On 12 March 2020, a media site in Lebanon, The961, announced the launch of a live tracker monitoring the number of confirmed cases, deaths, and recoveries in Lebanon in real-time, manually cross-referencing three sources by directly communicating with the Ministry of Health, World Health Organization and the Lebanese Red Cross. In the announcement thread, The961 founder, Anthony Kantara, explained the frustration of the lack of consistent and clear information as the motivator. The dedicated page also includes the latest news, updates and FAQs surrounding COVID-19.

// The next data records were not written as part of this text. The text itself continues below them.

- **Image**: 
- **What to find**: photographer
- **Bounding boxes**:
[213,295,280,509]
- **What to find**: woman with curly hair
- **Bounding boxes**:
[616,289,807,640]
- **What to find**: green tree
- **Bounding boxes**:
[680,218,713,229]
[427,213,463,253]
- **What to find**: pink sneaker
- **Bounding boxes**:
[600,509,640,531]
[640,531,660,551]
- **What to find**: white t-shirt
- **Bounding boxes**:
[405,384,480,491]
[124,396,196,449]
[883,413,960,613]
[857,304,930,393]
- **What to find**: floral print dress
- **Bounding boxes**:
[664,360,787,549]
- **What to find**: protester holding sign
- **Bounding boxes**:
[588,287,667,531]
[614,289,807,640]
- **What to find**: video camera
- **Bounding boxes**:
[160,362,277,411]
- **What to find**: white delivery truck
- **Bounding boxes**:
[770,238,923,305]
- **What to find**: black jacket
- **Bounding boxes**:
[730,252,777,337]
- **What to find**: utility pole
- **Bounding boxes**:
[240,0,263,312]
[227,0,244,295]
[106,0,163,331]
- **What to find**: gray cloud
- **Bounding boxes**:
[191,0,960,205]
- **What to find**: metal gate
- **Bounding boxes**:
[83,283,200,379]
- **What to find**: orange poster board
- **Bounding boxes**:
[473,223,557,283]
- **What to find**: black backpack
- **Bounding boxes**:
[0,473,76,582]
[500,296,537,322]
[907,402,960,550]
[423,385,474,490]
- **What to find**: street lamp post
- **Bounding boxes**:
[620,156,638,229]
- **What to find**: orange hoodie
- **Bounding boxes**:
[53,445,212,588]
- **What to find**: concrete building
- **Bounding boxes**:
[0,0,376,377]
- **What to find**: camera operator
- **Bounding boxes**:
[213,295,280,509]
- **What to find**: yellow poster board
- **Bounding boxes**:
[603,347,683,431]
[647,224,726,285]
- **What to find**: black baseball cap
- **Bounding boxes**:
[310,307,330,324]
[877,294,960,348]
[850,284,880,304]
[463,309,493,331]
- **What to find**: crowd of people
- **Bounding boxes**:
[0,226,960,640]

On 19 March, the Information Minister Manal Abdul Samad launched a government site dedicated to the COVID-19 outbreak in Lebanon. This website provides the latest statistics regarding COVID-19 infections in Lebanon. However, the website updates may depend on the ministry availability constraints.

== Politicization ==
As the first flight introducing coronavirus patients was a flight from Qom, Iran—a city plagued by the coronavirus—some Lebanese citizens and media have cast blame onto Iran and Hezbollah for being silent about the issue and not taking necessary measures against it. Some agents blamed Iran for bringing the virus into the country. Following that, Information Minister Manal Abdul-Samad warned against involving political tensions in the pandemic.

== Economic impact ==
Non-payment of salaries was reported. A suffocating economic crisis has left Lebanon's poor with little or no means to cope with extra hardship.

The United Nations High Commissioner for Human Rights Michelle Bachelet raised the alarm on Lebanon's socio-economic crisis on 10 July 2020. Her statement cited Lebanese and UN figures that estimated 75% of Lebanon's population are in need of aid. Since October, the lebanese pound had lost more than 80% of its value and chronic power cuts are now the norm. In addition, Lebanon hosts more than 250,000 migrant workers, many of which have lost their jobs, not been paid, been left homeless, and unable to send remittances to their families back home. Bachelet called on the country's political parties to urgently enact reforms and prioritize essentials such as electricity, food, health and education.

== Controversy ==
Lebanon has faced a significant shortage of test kits amidst the outbreak. Al Jazeera reported that illegal migrants have no access to testing.